I call this a landmark digital deal because the interim agreement may the first step towards changing how television is created and then delivered to viewers. Doug Liman has founded a startup called Jackson Bites to foster out-of-industry development of online entertainment.

"If the last strike is best remembered for the studios attempting to show they could create programming without writers, this could be the strike where the writers show they can do it without the studios," said Liman. "We are at a moment of opportunity in television where we have gone from three networks to six, and from a handful of channels to a thousand and YouTube. In that environment, what matters is compelling programming -- and compelling programming starts with the writer."

This is the sixth independent agreement the Writers Guild of America has made since the Association of Motion Picture and Television Producers walked away from negotiations for the second time, on December 7th.
Among those companies that have signed deals that allow writers to go back to work for both television and film have been (in no particular order):

Worldwide Pants
- the first company to sign a deal with the WGA was created by David Letterman, which owns and produces both the Late Show, and Collin Furgeusons show.

United Artists - Tom Cruise and Paula Wagner recently took over the creative reigns and were quick to get a jump on their larger competition, and were said to have been "inundated" by scripts immediately after the deal was signed. UA immediately made a deal with Oscar winning director Paul Haggis for a new project.

UA is owned by MGM, which has not made a deal with the WGA and is currently on the outside looking in.

The Weinstein Company - Probably needed a deal more than just about anyone else. Sure, they've got one hell of a rep for busting out good flicks with Oscar potential, but they've struggled a bit since leaving Disney to go their own way. Competition is more fierce than it was in years past, and this agreement lets them get right back to work while the monoliths sit around and feel content losing money.

Like UA, TWC now has their pick of the best scripts in the business whereas most of them perhaps were only being shopped at larger studios with more cash on hand. It's not inconceivable that either of these companies could dig a diamond out of the ground with everyone else sitting at home.

Media Rights Capital - Not a name you hear often (or at all) yet possibly more significant than any of the other deals. MRC does both television and film, and has some names under their banner you will definitely recognize:

This deal began as an effort to get Family Guy's Seth MacFarlane and his writers a WGA contract on fifty webisodes which are being produced for Google.

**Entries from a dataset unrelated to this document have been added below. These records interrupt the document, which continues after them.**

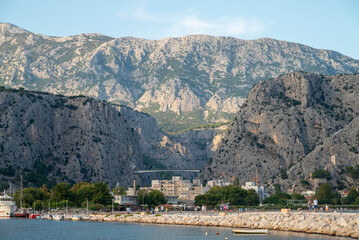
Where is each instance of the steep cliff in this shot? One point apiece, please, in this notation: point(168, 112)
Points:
point(289, 124)
point(49, 138)
point(183, 82)
point(65, 139)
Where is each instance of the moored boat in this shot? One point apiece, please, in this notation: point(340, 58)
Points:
point(21, 213)
point(76, 218)
point(58, 218)
point(34, 216)
point(7, 205)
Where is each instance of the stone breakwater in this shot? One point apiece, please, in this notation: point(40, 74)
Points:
point(336, 224)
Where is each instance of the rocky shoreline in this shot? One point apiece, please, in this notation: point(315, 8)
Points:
point(335, 224)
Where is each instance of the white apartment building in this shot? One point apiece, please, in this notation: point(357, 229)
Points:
point(217, 182)
point(184, 189)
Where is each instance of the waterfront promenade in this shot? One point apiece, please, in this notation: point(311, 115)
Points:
point(336, 224)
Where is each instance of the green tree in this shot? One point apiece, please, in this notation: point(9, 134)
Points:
point(297, 196)
point(119, 190)
point(236, 181)
point(284, 175)
point(30, 195)
point(252, 199)
point(62, 191)
point(324, 194)
point(278, 198)
point(142, 197)
point(320, 173)
point(101, 194)
point(277, 188)
point(86, 192)
point(352, 195)
point(234, 195)
point(156, 198)
point(76, 187)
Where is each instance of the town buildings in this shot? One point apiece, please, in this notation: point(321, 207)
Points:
point(261, 190)
point(184, 189)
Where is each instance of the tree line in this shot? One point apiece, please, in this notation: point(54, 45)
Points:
point(234, 195)
point(96, 194)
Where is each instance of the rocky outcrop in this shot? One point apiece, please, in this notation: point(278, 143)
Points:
point(79, 139)
point(167, 78)
point(335, 224)
point(291, 124)
point(82, 139)
point(186, 150)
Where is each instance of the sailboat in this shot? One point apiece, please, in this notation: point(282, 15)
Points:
point(7, 205)
point(21, 212)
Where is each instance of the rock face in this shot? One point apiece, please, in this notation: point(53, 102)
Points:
point(187, 81)
point(292, 124)
point(187, 150)
point(82, 139)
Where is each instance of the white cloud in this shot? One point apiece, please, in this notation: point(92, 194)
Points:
point(237, 26)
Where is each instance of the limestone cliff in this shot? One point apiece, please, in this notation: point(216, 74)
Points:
point(79, 139)
point(183, 82)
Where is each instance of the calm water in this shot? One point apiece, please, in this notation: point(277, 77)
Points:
point(26, 229)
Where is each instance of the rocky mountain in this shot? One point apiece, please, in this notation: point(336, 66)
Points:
point(187, 150)
point(65, 139)
point(182, 82)
point(49, 138)
point(289, 127)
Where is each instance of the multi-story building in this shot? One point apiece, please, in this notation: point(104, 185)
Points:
point(217, 182)
point(261, 191)
point(184, 189)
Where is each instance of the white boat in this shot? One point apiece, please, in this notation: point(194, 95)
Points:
point(250, 231)
point(76, 218)
point(7, 205)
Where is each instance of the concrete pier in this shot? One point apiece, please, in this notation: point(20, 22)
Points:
point(336, 224)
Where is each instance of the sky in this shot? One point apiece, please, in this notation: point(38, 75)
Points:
point(324, 24)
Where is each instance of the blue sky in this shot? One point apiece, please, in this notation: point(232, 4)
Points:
point(326, 24)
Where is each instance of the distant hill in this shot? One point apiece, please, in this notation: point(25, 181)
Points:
point(49, 139)
point(182, 82)
point(291, 126)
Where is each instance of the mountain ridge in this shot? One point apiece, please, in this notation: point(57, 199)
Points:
point(282, 128)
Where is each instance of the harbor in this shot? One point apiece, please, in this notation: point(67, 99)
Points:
point(19, 229)
point(333, 224)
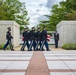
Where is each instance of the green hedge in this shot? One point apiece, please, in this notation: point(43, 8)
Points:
point(1, 47)
point(69, 46)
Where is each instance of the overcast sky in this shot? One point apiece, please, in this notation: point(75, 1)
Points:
point(37, 9)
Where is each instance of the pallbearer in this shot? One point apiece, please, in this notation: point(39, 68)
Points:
point(32, 37)
point(38, 39)
point(25, 39)
point(44, 39)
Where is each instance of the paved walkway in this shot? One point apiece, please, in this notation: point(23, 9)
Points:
point(60, 62)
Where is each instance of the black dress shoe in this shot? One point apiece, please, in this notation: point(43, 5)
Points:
point(22, 50)
point(12, 50)
point(48, 50)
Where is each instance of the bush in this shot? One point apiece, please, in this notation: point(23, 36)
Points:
point(2, 45)
point(69, 46)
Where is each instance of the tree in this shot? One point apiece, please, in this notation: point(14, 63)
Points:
point(65, 11)
point(14, 10)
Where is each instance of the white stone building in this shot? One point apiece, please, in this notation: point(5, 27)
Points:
point(67, 32)
point(15, 32)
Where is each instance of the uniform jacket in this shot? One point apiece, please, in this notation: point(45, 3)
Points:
point(38, 36)
point(26, 35)
point(32, 35)
point(44, 35)
point(8, 35)
point(56, 36)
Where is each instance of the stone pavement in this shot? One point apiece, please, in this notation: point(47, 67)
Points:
point(61, 62)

It quickly developed into a negotiation with MRC that would cover all of its Internet content (including projects with Larry David, Gordon Ramsay, and Second City), as well as a full slate of independently financed feature films and television series.

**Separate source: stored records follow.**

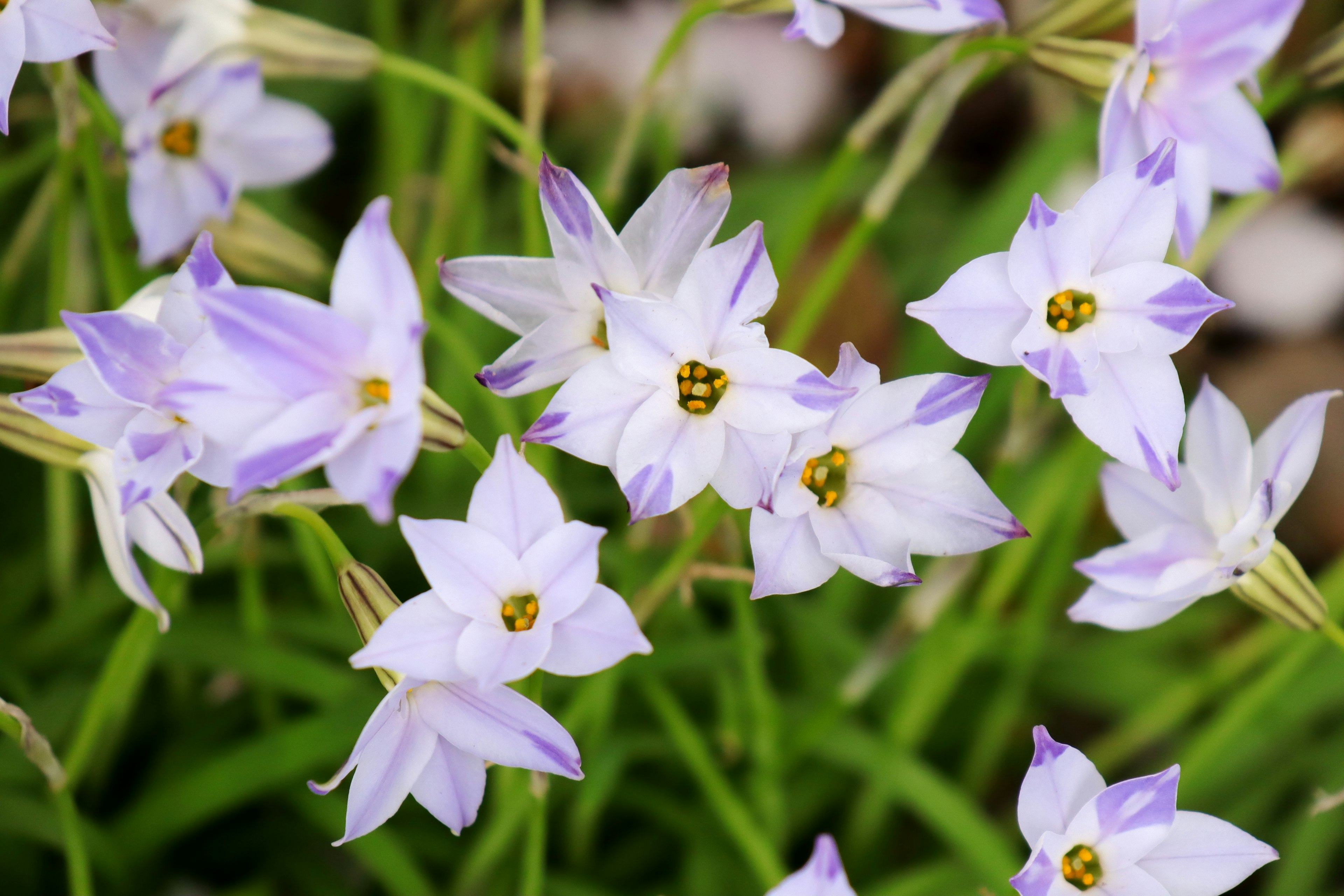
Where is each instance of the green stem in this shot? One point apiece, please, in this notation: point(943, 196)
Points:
point(733, 813)
point(463, 93)
point(630, 140)
point(77, 858)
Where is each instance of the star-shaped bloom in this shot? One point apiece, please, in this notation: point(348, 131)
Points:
point(823, 23)
point(1183, 83)
point(550, 301)
point(124, 394)
point(1086, 304)
point(194, 148)
point(875, 483)
point(1211, 531)
point(432, 739)
point(156, 526)
point(350, 373)
point(514, 590)
point(822, 876)
point(45, 31)
point(1121, 840)
point(691, 394)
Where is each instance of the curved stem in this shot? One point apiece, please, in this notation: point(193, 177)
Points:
point(459, 91)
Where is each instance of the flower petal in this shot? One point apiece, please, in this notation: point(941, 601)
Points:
point(1205, 856)
point(1058, 784)
point(419, 640)
point(667, 456)
point(678, 221)
point(787, 555)
point(500, 726)
point(514, 502)
point(467, 566)
point(1135, 413)
point(588, 414)
point(978, 312)
point(597, 636)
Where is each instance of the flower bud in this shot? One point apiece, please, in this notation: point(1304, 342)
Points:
point(369, 602)
point(1281, 590)
point(35, 357)
point(1089, 65)
point(443, 429)
point(30, 436)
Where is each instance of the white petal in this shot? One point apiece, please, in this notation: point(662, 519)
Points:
point(589, 413)
point(502, 726)
point(419, 640)
point(667, 456)
point(678, 221)
point(947, 508)
point(865, 535)
point(512, 502)
point(787, 555)
point(597, 636)
point(452, 786)
point(1135, 413)
point(978, 312)
point(1205, 856)
point(468, 567)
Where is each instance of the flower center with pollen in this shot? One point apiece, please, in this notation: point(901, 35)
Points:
point(179, 139)
point(1081, 867)
point(519, 613)
point(1069, 311)
point(824, 477)
point(699, 387)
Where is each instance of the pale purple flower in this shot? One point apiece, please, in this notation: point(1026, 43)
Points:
point(124, 394)
point(1126, 840)
point(1217, 527)
point(1183, 83)
point(823, 23)
point(550, 301)
point(156, 526)
point(691, 394)
point(514, 590)
point(45, 31)
point(822, 876)
point(1086, 304)
point(432, 739)
point(875, 483)
point(351, 373)
point(195, 147)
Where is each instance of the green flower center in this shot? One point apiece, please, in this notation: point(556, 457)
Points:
point(699, 387)
point(179, 139)
point(1081, 867)
point(824, 477)
point(1069, 311)
point(519, 613)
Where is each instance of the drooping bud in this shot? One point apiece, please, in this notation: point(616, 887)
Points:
point(35, 357)
point(441, 426)
point(37, 439)
point(1089, 65)
point(369, 602)
point(1281, 590)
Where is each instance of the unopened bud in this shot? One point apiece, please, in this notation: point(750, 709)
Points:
point(1281, 590)
point(369, 602)
point(35, 357)
point(1089, 65)
point(441, 426)
point(37, 439)
point(292, 46)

Nearly three dozen active projects are covered under this agreement.

The new media clauses come into play here for the first time as MRC is actively producing and owns digital property. This only strengthens the WGA's claim that the new media demands are both reasonable and achievable.

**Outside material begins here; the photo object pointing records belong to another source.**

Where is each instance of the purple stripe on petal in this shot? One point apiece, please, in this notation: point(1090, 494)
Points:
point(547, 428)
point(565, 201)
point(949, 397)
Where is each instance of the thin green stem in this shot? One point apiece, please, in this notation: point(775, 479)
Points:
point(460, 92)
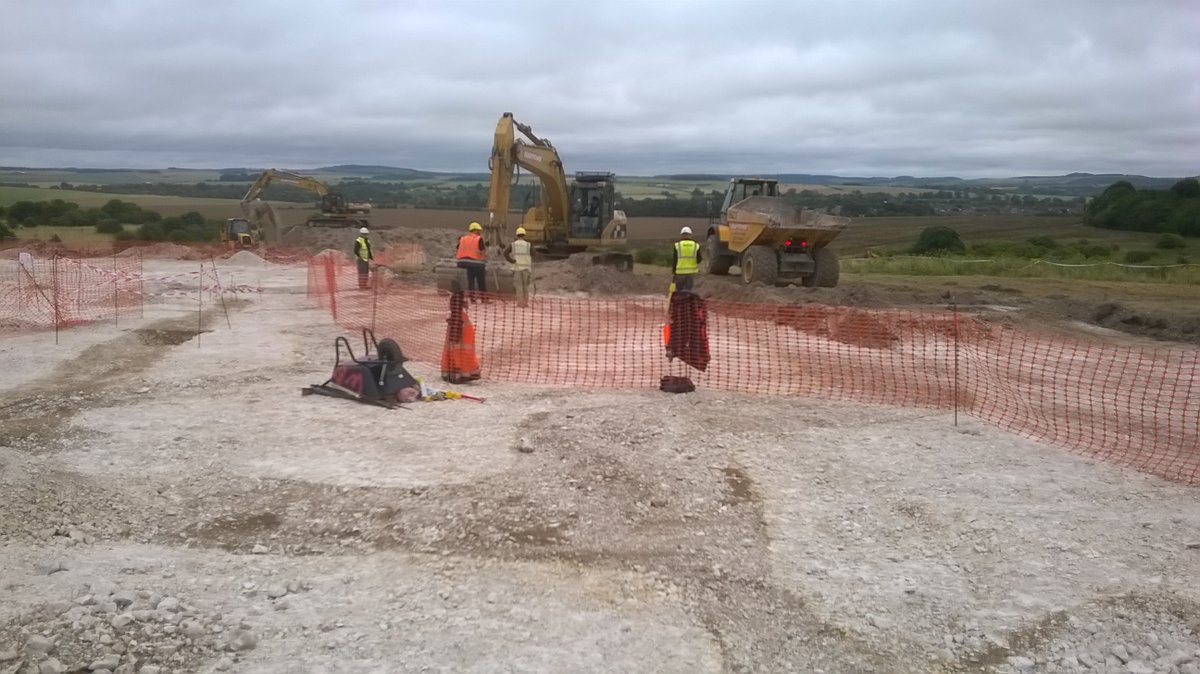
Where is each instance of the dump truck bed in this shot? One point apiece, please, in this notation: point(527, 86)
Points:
point(773, 212)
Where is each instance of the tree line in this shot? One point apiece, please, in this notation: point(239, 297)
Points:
point(1123, 206)
point(461, 196)
point(111, 218)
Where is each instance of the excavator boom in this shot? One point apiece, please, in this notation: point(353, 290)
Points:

And then there is this bit pre-strike:

And that doesn't include films being made by studio specialty arms or projects funded by the likes of Media Rights Capital, which will spend $250 million to finance eight films that include the Sacha Baron Cohen comedy "Bruno," Ricky Gervais comedy "This Side of the Truth," Robert Rodriguez-directed "Shorts," and the Richard Kelly-directed thriller "The Box" with Cameron Diaz. Only "Bruno" has a distribution deal, made at Universal prior to the release of "Borat."

MRC is not a small, insignificant company. That deal was huge.

Spyglass Entertainment - Another independent studio deal along the lines of TWC, made around the same time as MRC. According to WGA West President Patric Verrone, there are even more of these deals in the works.

That proverbial tipping point that Variety gleefully announced wasn't going to come after waiting less than two weeks after the UA announcement is starting to materialize.